李俊志 , 龙腾 , 孙景亮 , 苗洪语 , 周桢林 . 城市环境下固定翼无人机微分平坦时空分层轨迹规划[J]. 航空学报, 2025 , 46(11) : 531369 -531369 . DOI: 10.7527/S1000-6893.2024.31369
The presence of dense irregular obstacles in complex urban environments and strong nonlinear dynamics of fixed-wing Unmanned Aerial Vehicle (UAV) cause low efficiency of trajectory planning and safety risks for fixed-wing UAVs. To address these issues, this paper investigates a spatial-temporal hierarchical trajectory planning method for fixed-wing UAVs based on differential flatness. A hierarchical planning framework of “path planning-safe corridors generation-trajectory optimization” is constructed. Firstly, heuristic graph search is utilized to obtain the reference path as the initial motion. Guided by the path planning results, safe flight corridors are generated through the iterative regional inflation method, which efficiently provides the initial values and feasible regions of trajectories. Subsequently, to reduce the complexity of trajectory optimization, a differential flatness-based spatial-temporal trajectory parameterization model for fixed-wing UAVs is established, enabling elimination of nonlinear dynamics, and terminal and safety constraints. Additionally, by designing penalty costs to handle flight performance constraints and deriving their analytical gradients, the original problem of trajectory planning is transformed into an unconstrained nonlinear optimization with analytical gradients. Finally, a Differential Flatness-Based Spatial-Temporal Hierarchical Trajectory Planning (STH-DFTP) algorithm is proposed to achieve efficient trajectory generation.
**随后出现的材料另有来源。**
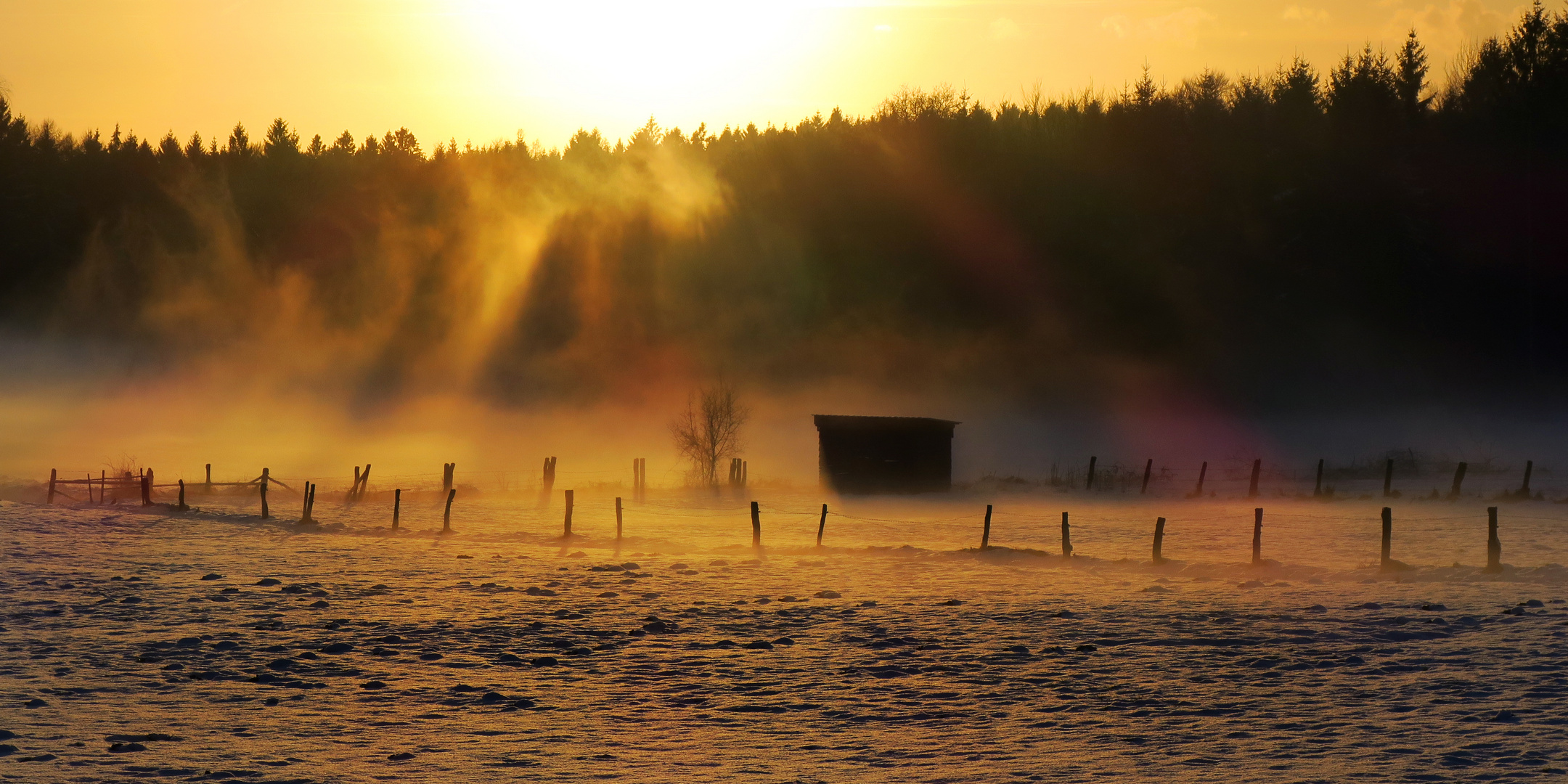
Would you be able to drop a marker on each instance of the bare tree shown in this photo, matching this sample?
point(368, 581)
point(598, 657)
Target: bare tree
point(709, 430)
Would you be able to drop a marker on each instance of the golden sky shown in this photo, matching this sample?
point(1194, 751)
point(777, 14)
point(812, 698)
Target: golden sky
point(482, 70)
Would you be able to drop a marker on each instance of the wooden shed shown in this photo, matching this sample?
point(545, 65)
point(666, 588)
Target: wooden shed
point(885, 454)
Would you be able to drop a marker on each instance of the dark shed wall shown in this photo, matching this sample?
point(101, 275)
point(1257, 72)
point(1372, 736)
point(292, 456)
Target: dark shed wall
point(885, 454)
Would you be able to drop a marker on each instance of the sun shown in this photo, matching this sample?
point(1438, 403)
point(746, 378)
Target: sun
point(628, 59)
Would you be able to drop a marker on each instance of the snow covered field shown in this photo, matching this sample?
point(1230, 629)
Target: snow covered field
point(143, 645)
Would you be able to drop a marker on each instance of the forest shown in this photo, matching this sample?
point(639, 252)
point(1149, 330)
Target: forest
point(1302, 239)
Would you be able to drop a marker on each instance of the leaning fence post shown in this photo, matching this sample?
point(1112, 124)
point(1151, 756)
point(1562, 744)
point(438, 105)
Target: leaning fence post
point(985, 534)
point(1258, 536)
point(264, 494)
point(1159, 540)
point(1066, 536)
point(1388, 538)
point(568, 513)
point(1493, 544)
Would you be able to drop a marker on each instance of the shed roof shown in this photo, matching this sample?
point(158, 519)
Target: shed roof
point(855, 422)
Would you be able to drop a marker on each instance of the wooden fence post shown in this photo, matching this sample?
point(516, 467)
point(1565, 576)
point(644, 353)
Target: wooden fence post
point(985, 534)
point(1493, 544)
point(756, 526)
point(568, 526)
point(1159, 540)
point(1066, 536)
point(1388, 538)
point(1258, 536)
The simulation results illustrate that the proposed STH-DFTP has superior efficiency, which only takes 10-2–10-1 s to generate the flight trajectories for fixed-wing UAVs in complex urban environments, meeting the requirements for online trajectory planning in practice.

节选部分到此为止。